What Cohen and coauthors show is that whether you’re trying to maximize a gravity potential between billiard balls, minimize the Coulomb force potential between protons, or whatever crazy (but nice) potential function you might have in mind, the answer is always the E8 lattice in 8D and the Leech lattice in 24D! They do even more. They show that if you have any other periodic configuration which minimizes a nice potential function, then the configuration must essentially be the E8 lattice or the Leech lattice. Not only do they give a minimum configuration, but they give the only minimal configuration in their respective dimensions.

It is a truly remarkable result and shows how special these lattices are. No matter how you measure it, they are singularly tightly packed. In their dimensions, nobody can compare.

That’s the good news. The bad news is physicists and chemists don’t care about dimensions 8 and 24. Like most of us, they mostly care about dimensions 1, 2, 3, and maybe 4.

Shockingly, it was only in 2007 when Henry Cohn and Abhinav Kumar proved the integers minimize every nice potential function in one dimension. It is believed by experts that the Hexagonal Lattice minimizes potential functions in two dimensions. But it is not proven and seems to be quite hard.
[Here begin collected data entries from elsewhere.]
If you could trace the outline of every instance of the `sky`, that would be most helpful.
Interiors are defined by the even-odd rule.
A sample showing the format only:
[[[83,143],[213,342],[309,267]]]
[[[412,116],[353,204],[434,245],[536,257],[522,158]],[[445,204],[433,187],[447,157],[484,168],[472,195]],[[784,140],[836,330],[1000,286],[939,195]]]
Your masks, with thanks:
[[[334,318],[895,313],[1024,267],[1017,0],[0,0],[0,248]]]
Two dimensions is already a hard open problem, although at least we have a guess.

In three dimensions it seems even more mysterious. Experimental evidence suggests the minimal configurations may depend on the density you choose and do not even need to be periodic. I, at least, found this surprising. While in principle there is no reason the potential functions must be minimized by a periodic configuration, the potential function only depends on distance and so gives the same values everywhere in space. It would seem reasonable to expect if the potential function is the same everywhere, then so should be the minimal configuration.

Even though it’s a human endeavor, mathematical truth doesn’t care about our preferences. We’ll just have to wait to see what Drs. Cohn, Kumar, Miller, Radchenko, and Viazovska next pull out of their collective sleeve.

A shadow of the E8 Lattice (From Wikipedia).

[1] Although some of the other images are harder to explain.

[2] By “density” we mean the fraction of space filled by the spheres. So density 1 means space is filled completely by spheres; 0.9 would mean it is 90% spheres, 10% gaps between spheres; etc.

[3] Here and below we’ll mostly be interested in the case when there are infinitely many points. This leads to some technicalities in the math, but they’re easily dealt with so we’ll sweep them under the rug.

[4] Well, it depends on their masses, too, but if we keep the balls the same and only vary their distance, then the force will only depend on the distance.

[5] Video from here.

[6] A nice potential function is one where its even derivatives are always positive and its odd derivatives are always negative. In particular, this means the potential always decreases as the distances get bigger. Nice potential functions include inverse power laws and Gaussians, both of which frequently show up in the real world.